Recently on Twitter, we were asked to list our favorite chick lit titles featuring women of color. Before we could, however, we had to hash out what exactly “chick lit” was.
Thankfully, Wikipedia was there to help us out.
Chick lit is:
- A type of genre fiction
- Deals with issues of womanhood, whether that be friendship, work or romance
- Has a humorous or light-hearted tone
As Mollie is the more sophisticated reader of the two of us, she found coming up with titles difficult. That meant this list was on me. (For future reference, she’s classy, I’m trashy.)
But even l found these borders of the genre a bit fuzzy. Are all romances automatically considered chick lit? And why doesn’t light-hearted literary fiction count?
Still, I’m not one to back away from a challenge. In the end, I decided to focus on the spirit of chick lit: Uplifting stories in which women face challenges in their careers, families and love lives. They should have a happy end and keep a light tone.
Here’s a list of a few of my favorite titles women-centric titles. (Fun discovery: Many of them are on sale at Amazon.) I realize it’s a bit short, but I hope to add to it. I found quite a few new titles just in writing this post.
Have a title you want to share? Share it in the comments!
- 32 Candles, by Ernessa T. Carter. I’m a sucker for an ugly duckling story and this one touches on so many important issues. What really makes it for me is the trope-defying relationships between the women characters.
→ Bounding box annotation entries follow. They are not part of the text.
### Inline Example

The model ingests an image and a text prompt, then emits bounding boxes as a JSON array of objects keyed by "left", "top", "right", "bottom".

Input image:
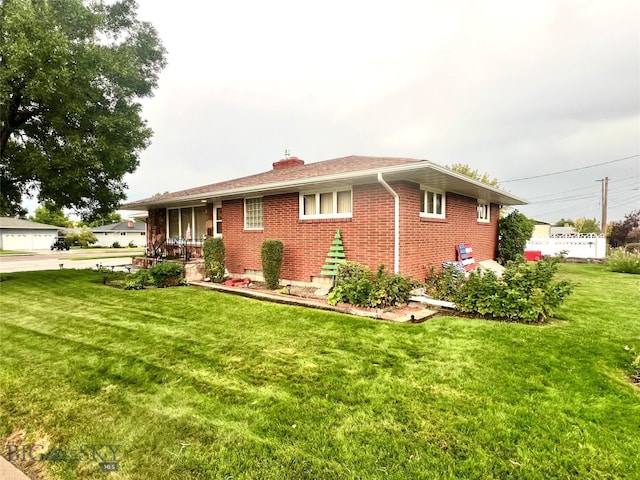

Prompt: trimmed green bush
[
  {"left": 498, "top": 210, "right": 534, "bottom": 265},
  {"left": 149, "top": 262, "right": 182, "bottom": 288},
  {"left": 262, "top": 240, "right": 284, "bottom": 290},
  {"left": 424, "top": 265, "right": 465, "bottom": 302},
  {"left": 327, "top": 262, "right": 414, "bottom": 307},
  {"left": 454, "top": 257, "right": 573, "bottom": 323},
  {"left": 202, "top": 237, "right": 225, "bottom": 283},
  {"left": 607, "top": 248, "right": 640, "bottom": 275}
]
- The Brightest Day: A Juneteenth Historical Romance Anthology, by Lena Hart, Kianna Alexander, Piper Huguley and Alyssa Cole. I love historical fiction and I love romances. It’s hard to find books that satisfy both these cravings, so I was estatic when I learned about this one. Each story takes place in a different era of American history from Reconstruction to the Civil Rights Movement. If you end up loving this one as much as I do, be sure to check out For Love & Liberty, which tells four not-often-heard love stories from the Revolutionary War.
- Diary of an Ugly Duckling, by Karyn Langhorne. Again, love a good ugly duckling story. I can’t think of anything more uplifting and satisfying than following a character as she escapes her own insecurity and fully comes into her own.
- Tumbling, by Diane McKinney-Whetstone. I read this way back when, but I remember loving it. Noon remains one of the most personally relatable characters I’ve ever met.
- Forbidden, by Beverly Jenkins. And Indigo, by Beverly Jenkins. And The Taming of Jessi Rose, by Beverly Jenkins. And pretty much any other title by Beverly Jenkins.
- Nappily Ever After, by Trisha Thomas. Chick lit with a focus on black hair? Sold.
- The Bollywood Affair, by Sonali Dev. I’ve sought to expand my diverse readings beyond black literature and this was a great pick. It’s engaging, suspenseful and surprisingly funny!